TSN inhibits apoptosis of A/R-induced H9c2 cardiomyocytes by downregulating VDAC1. (A) Expression of (B) apoptosis-associated proteins was detected by western blot analysis in A/R-induced cells following TSN, pAd/VDAC1 and pAd/NC pretreatment. (C) Caspase-3 activity was measured using a Caspase-3 kit in A/R-induced cells after TSN, pAd/VDAC1 and pAd/NC treatment. (D) MMP and (E) apoptosis were detected by flow cytometry. (F) MMP levels detected by JC-1 in H9c2 cells indicated by the red/green fluorescence ratio. (G) Apoptotic rate measured by Annexin V-FITC/PI flow cytometry. Data are expressed as the mean ± SD (n=3). ^***P<0.05. TSN, Tanshinone IIA; A/R, Anoxia/reoxygenation; VDAC1, Voltage-dependent anion channel 1; NC, negative control; MMP, mitochondrial membrane potential.

Figure 8

Potential mechanism of TSN in myocardial ischemia/reperfusion injury.
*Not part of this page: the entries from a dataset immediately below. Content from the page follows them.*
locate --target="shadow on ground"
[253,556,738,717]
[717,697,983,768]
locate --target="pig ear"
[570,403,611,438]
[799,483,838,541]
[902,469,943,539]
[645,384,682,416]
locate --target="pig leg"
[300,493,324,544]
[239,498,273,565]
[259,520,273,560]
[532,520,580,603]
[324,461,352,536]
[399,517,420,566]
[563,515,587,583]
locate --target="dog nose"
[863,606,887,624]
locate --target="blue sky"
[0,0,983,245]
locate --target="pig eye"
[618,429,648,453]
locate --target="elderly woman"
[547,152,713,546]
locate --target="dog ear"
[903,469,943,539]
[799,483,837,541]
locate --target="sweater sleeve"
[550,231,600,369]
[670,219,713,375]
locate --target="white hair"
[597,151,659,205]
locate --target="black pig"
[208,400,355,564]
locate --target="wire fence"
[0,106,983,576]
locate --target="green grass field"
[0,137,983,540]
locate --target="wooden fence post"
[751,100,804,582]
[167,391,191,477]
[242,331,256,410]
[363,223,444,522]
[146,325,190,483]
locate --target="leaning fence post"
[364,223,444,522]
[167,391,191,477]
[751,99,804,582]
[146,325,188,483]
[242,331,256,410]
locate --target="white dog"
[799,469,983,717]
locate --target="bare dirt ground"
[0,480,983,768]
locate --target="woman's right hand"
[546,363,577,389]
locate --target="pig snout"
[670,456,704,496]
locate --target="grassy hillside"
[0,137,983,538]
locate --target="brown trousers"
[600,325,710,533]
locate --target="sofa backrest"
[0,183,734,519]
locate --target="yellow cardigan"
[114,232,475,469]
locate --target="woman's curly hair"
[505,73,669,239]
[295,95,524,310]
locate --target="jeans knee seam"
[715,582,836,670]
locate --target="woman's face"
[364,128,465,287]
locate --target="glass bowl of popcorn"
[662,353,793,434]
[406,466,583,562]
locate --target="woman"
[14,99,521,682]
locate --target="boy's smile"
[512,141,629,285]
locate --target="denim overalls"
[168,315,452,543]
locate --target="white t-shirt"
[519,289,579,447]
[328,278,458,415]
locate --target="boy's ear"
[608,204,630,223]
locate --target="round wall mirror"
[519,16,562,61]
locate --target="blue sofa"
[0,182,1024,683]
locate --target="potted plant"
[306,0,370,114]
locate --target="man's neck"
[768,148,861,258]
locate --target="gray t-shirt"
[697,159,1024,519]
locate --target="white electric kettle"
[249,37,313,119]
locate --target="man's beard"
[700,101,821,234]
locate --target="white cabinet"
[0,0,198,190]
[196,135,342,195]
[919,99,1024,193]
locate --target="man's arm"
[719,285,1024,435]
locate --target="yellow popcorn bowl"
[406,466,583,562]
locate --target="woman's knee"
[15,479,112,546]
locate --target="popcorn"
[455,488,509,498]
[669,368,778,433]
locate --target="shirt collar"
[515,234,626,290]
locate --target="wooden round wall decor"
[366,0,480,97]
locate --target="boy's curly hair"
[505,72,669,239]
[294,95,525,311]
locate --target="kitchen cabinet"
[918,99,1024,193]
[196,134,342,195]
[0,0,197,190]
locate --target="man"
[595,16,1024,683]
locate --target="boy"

TSN pretreatment upregulates the expression of VDAC1, thereby decreasing the accumulation of ROS and iron and abnormal lipid metabolism, maintaining mitochondrial function and protecting the myocardium against anoxia/reoxygenation-induced ferroptosis and apoptosis. TSN, tanshinone IIA; VDAC1, Voltage-dependent anion channel 1; ROS, reactive oxygen species; MDA, malondialdehyde; GSH, Glutathione; GSSG, Glutathione disulfide; LDH, lactate dehydrogenase; MMP, Mitochondrial membrane potential.